A number of synthetic compounds, such as the nucleoside analog ganciclovir, its L-valine ester (a metabolic precursor of ganciclovir) and pyrophosphate analog foscarnet, are permitted for the treatment of HCMVrelated diseases in the WHO European Region. The viral DNA- polymerase is used by all these drugs as a biotarget. However, the usage of standard anti-CMV therapy is accompanied by severe side effects, as well as the development of drug resistance in the virus, mainly in conditions of immunodefciency. In this review, we focused on viral proteins of interest as new potential targets and their inhibitors, such as the inhibitor of human CMV terminology, lethermovir, which showed great activity in the third phase of clinical trials, inhibitors of viral cyclin-dependent kinase (maribavir, cyclopropavir) and a number of compounds exhibiting anti-HCMV-activity, undergoing only preclinical trials in the experiment.

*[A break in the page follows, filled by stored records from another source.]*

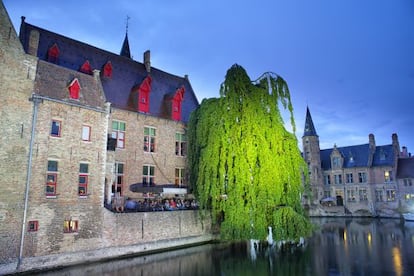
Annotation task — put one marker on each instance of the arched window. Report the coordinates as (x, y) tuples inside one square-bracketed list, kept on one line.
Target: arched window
[(176, 104)]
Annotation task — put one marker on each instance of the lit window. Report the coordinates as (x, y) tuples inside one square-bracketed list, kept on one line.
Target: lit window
[(118, 133), (148, 177), (180, 144), (391, 195), (83, 179), (56, 128), (33, 226), (327, 179), (149, 139), (388, 176), (179, 176), (119, 178), (362, 177), (86, 133), (349, 178), (338, 179), (51, 178), (70, 226)]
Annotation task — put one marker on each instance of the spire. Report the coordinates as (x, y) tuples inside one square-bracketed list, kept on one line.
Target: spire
[(125, 52), (309, 127)]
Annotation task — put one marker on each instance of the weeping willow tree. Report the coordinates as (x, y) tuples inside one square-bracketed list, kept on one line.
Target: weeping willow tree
[(245, 167)]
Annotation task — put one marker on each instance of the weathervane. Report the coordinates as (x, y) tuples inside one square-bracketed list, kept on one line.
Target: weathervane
[(127, 23)]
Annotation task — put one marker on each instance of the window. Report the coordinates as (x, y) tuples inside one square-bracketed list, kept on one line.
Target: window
[(391, 195), (148, 177), (408, 182), (33, 226), (379, 195), (86, 133), (149, 139), (53, 54), (74, 88), (70, 226), (107, 70), (350, 195), (327, 179), (336, 162), (388, 176), (51, 178), (363, 196), (349, 178), (119, 178), (118, 133), (83, 179), (180, 144), (179, 176), (176, 104), (362, 177), (338, 178), (86, 68), (55, 130)]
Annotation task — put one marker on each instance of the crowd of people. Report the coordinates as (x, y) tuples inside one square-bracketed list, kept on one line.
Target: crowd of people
[(121, 204)]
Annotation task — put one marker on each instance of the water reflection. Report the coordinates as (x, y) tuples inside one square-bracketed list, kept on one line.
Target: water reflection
[(339, 247)]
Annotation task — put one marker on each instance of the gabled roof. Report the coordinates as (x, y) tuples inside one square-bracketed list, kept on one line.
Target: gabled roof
[(53, 81), (405, 168), (126, 73), (358, 156)]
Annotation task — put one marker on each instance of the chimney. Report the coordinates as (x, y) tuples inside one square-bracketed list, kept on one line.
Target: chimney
[(147, 60), (372, 142), (395, 144), (404, 152)]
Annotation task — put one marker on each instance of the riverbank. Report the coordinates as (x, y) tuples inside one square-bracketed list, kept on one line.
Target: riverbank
[(42, 263)]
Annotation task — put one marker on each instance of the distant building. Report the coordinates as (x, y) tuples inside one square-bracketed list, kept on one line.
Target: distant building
[(359, 180)]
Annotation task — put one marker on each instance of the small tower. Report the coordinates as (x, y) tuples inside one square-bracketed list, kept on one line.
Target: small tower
[(312, 157), (125, 51)]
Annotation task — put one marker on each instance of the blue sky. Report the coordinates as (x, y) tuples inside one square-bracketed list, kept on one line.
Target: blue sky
[(350, 61)]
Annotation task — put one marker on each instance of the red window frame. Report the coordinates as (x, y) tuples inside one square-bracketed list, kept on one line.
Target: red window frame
[(88, 139), (33, 226), (70, 226), (51, 184), (59, 128)]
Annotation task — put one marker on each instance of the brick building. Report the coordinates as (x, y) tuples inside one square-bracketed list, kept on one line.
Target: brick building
[(359, 180), (81, 124)]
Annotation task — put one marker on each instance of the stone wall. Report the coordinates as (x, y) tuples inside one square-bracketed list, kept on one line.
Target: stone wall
[(17, 73)]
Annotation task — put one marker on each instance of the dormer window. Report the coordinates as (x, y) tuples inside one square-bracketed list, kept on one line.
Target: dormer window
[(107, 70), (53, 54), (74, 88), (86, 68), (143, 95), (176, 104)]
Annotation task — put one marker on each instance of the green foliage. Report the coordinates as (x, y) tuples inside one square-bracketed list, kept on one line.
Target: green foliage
[(243, 162)]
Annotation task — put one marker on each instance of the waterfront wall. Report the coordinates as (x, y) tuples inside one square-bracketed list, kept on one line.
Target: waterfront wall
[(122, 234)]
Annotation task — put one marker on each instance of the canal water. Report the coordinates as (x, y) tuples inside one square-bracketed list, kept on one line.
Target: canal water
[(339, 246)]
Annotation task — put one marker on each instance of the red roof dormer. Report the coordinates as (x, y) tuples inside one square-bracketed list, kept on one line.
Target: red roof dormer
[(74, 89), (53, 54), (176, 104), (86, 68), (107, 70)]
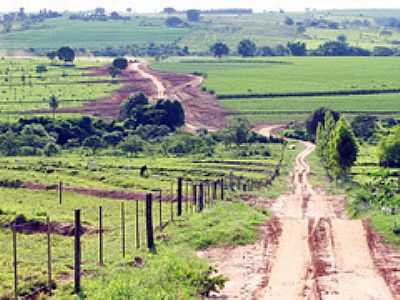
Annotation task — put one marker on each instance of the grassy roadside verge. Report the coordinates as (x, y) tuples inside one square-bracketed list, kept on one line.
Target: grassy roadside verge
[(382, 223), (175, 272), (281, 185)]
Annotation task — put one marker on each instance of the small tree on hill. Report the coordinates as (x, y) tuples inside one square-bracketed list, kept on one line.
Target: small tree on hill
[(193, 15), (316, 117), (219, 49), (52, 56), (247, 48), (133, 144), (343, 149), (53, 104), (66, 54), (120, 63), (93, 142)]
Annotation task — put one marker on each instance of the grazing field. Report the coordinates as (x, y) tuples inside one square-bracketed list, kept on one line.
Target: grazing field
[(29, 193), (292, 74), (23, 88), (232, 77), (266, 29), (56, 33)]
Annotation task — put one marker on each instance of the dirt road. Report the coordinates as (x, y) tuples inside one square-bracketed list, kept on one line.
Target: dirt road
[(315, 254)]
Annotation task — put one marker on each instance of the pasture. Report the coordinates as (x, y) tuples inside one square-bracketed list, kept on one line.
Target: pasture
[(23, 88), (230, 78), (56, 33)]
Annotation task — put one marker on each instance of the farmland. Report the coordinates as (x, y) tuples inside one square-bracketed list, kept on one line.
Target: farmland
[(79, 34), (23, 88), (144, 29), (296, 75), (184, 176)]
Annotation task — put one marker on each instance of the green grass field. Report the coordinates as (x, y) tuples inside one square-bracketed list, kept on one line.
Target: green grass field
[(23, 89), (59, 32), (293, 75), (266, 29)]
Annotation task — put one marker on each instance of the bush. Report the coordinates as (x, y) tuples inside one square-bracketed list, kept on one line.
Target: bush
[(318, 117), (51, 149), (27, 151), (390, 149)]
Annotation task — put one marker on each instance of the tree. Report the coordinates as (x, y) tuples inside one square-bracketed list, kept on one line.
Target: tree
[(297, 48), (133, 106), (317, 117), (364, 126), (343, 149), (41, 69), (342, 39), (132, 144), (100, 12), (389, 149), (289, 21), (8, 143), (53, 104), (193, 15), (219, 49), (51, 55), (174, 22), (93, 142), (169, 10), (120, 63), (66, 54), (51, 149), (247, 48)]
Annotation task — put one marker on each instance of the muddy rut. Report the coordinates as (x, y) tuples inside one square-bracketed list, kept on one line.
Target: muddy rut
[(313, 253)]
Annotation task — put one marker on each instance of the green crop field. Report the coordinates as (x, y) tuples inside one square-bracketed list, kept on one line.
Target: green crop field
[(230, 77), (23, 89), (56, 33), (266, 29)]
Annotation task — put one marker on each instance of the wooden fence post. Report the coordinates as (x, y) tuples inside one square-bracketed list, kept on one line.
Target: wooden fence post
[(172, 201), (179, 198), (160, 210), (137, 225), (149, 222), (15, 261), (49, 269), (101, 249), (77, 262), (60, 191), (123, 243), (222, 189), (194, 196), (187, 197), (201, 197)]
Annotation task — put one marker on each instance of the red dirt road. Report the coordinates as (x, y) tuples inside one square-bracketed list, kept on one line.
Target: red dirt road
[(317, 255), (201, 108)]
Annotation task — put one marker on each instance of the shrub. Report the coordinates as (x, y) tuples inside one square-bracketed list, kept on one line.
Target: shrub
[(51, 149)]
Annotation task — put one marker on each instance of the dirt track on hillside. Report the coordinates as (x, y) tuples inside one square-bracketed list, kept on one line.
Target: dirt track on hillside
[(314, 254), (201, 108)]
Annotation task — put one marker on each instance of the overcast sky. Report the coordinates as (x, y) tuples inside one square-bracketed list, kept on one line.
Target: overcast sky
[(153, 5)]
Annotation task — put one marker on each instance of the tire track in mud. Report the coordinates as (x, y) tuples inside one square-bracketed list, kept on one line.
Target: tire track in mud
[(319, 254)]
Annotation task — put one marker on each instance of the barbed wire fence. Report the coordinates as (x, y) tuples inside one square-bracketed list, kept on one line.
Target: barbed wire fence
[(110, 240)]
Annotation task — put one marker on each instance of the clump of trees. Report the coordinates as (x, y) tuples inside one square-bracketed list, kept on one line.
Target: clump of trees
[(389, 153), (47, 136), (336, 145), (247, 48), (219, 49), (364, 126), (193, 15)]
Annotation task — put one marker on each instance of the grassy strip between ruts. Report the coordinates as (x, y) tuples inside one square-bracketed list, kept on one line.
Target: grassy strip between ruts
[(175, 272), (381, 222)]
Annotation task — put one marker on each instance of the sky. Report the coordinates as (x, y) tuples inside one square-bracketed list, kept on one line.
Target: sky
[(156, 5)]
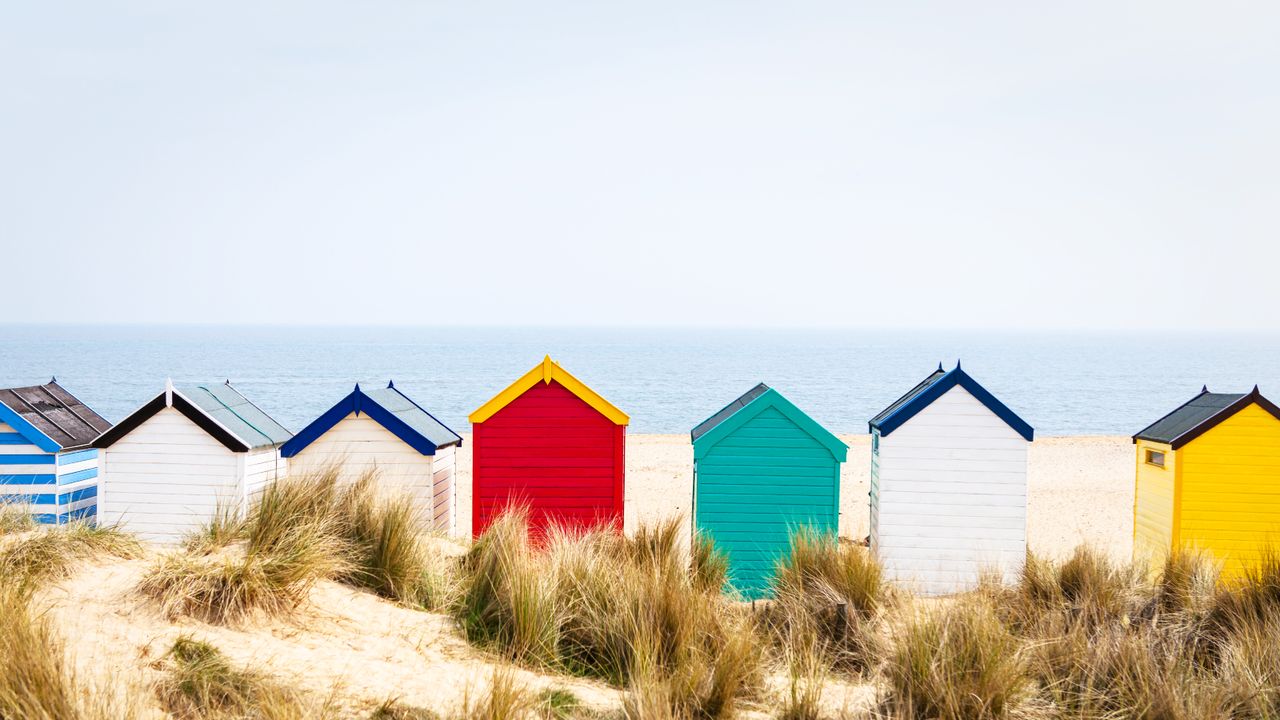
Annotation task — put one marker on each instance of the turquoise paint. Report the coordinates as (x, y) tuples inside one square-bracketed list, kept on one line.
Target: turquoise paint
[(758, 475)]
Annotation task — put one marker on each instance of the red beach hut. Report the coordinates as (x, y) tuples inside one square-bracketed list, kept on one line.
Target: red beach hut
[(552, 443)]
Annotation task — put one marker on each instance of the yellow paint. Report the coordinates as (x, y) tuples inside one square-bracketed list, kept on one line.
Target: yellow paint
[(545, 372), (1155, 527), (1229, 501)]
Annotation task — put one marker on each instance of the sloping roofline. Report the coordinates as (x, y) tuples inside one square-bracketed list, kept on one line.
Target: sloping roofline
[(926, 392), (357, 402), (768, 399), (545, 372), (1252, 397), (727, 411), (62, 400), (172, 397)]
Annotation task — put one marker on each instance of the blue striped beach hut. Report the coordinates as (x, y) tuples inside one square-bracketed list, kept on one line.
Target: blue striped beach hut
[(46, 463)]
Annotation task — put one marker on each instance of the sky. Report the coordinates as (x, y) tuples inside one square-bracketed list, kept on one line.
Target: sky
[(1013, 165)]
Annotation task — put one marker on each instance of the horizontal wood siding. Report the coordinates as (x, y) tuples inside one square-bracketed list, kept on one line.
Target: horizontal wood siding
[(261, 468), (950, 496), (1153, 505), (444, 505), (28, 477), (1230, 490), (553, 452), (54, 488), (758, 484), (360, 445), (167, 478)]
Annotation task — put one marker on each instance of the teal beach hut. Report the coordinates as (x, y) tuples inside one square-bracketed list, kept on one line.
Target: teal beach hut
[(762, 468)]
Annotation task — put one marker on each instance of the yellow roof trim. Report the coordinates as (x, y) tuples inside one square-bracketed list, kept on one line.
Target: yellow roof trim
[(545, 372)]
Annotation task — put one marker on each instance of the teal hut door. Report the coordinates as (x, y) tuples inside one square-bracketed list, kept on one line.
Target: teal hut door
[(762, 468)]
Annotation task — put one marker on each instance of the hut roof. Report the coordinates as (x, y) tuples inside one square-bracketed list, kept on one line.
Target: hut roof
[(389, 408), (752, 404), (219, 409), (932, 388), (727, 411), (51, 418), (1200, 414), (545, 372)]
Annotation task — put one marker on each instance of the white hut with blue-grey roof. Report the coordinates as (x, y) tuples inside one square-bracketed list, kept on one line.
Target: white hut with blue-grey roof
[(173, 464), (382, 431), (46, 464), (949, 484)]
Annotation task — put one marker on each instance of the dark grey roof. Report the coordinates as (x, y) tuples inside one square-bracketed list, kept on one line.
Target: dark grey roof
[(232, 410), (727, 411), (920, 387), (56, 413), (412, 415), (1191, 417)]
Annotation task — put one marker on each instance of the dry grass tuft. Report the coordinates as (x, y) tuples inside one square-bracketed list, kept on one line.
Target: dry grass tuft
[(391, 547), (626, 610), (49, 552), (302, 531), (833, 591), (201, 684), (955, 662), (36, 680)]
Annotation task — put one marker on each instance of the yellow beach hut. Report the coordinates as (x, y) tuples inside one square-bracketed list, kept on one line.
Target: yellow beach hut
[(1208, 479)]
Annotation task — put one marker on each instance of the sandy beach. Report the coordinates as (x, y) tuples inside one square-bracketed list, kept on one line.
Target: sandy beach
[(1080, 490), (366, 650)]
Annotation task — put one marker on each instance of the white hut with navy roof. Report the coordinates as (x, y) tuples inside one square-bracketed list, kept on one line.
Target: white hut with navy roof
[(173, 464), (384, 431), (46, 464), (949, 484)]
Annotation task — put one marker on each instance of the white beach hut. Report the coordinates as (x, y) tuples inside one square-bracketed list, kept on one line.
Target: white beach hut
[(170, 465), (46, 465), (383, 431), (949, 486)]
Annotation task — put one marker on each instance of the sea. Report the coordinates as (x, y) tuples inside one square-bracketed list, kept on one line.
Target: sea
[(667, 379)]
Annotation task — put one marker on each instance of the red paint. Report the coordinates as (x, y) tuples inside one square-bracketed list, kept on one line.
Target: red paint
[(553, 452)]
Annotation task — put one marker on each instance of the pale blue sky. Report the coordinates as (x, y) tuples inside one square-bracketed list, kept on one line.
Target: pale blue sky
[(894, 164)]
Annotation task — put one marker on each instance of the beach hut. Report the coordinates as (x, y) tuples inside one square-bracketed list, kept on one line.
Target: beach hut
[(949, 484), (1208, 479), (46, 464), (763, 469), (552, 443), (183, 456), (383, 431)]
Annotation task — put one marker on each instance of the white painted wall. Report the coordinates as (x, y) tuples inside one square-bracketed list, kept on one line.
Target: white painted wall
[(167, 477), (949, 497), (444, 497), (357, 445), (263, 466)]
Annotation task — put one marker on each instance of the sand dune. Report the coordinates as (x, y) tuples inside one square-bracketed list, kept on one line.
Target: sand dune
[(371, 650)]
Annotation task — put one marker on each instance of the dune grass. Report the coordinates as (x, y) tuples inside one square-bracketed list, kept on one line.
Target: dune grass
[(50, 552), (827, 595), (37, 680), (302, 531), (955, 662), (201, 684), (629, 610)]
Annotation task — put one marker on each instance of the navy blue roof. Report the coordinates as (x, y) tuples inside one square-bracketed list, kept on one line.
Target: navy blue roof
[(1202, 413), (391, 409), (932, 388)]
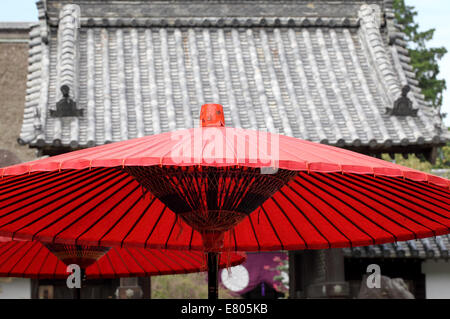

Inclusion of new anti-CMV agents that are active against GСV/PFA/CDV-resistant strains of CMV into standard prophylactic and therapeutic regimens, will allow to increase the effectiveness of anti-CMV therapy, including in cases when standard therapy is ineffective. Areas covered: the international databases such as A MEDLINE, PubMed, eLIBRARY.RU, ClinicalTrials.gov., etc. with the purpose of obtaining information on compounds showing selective action against the human cytomegalovirus, the most promising for the development of drugs.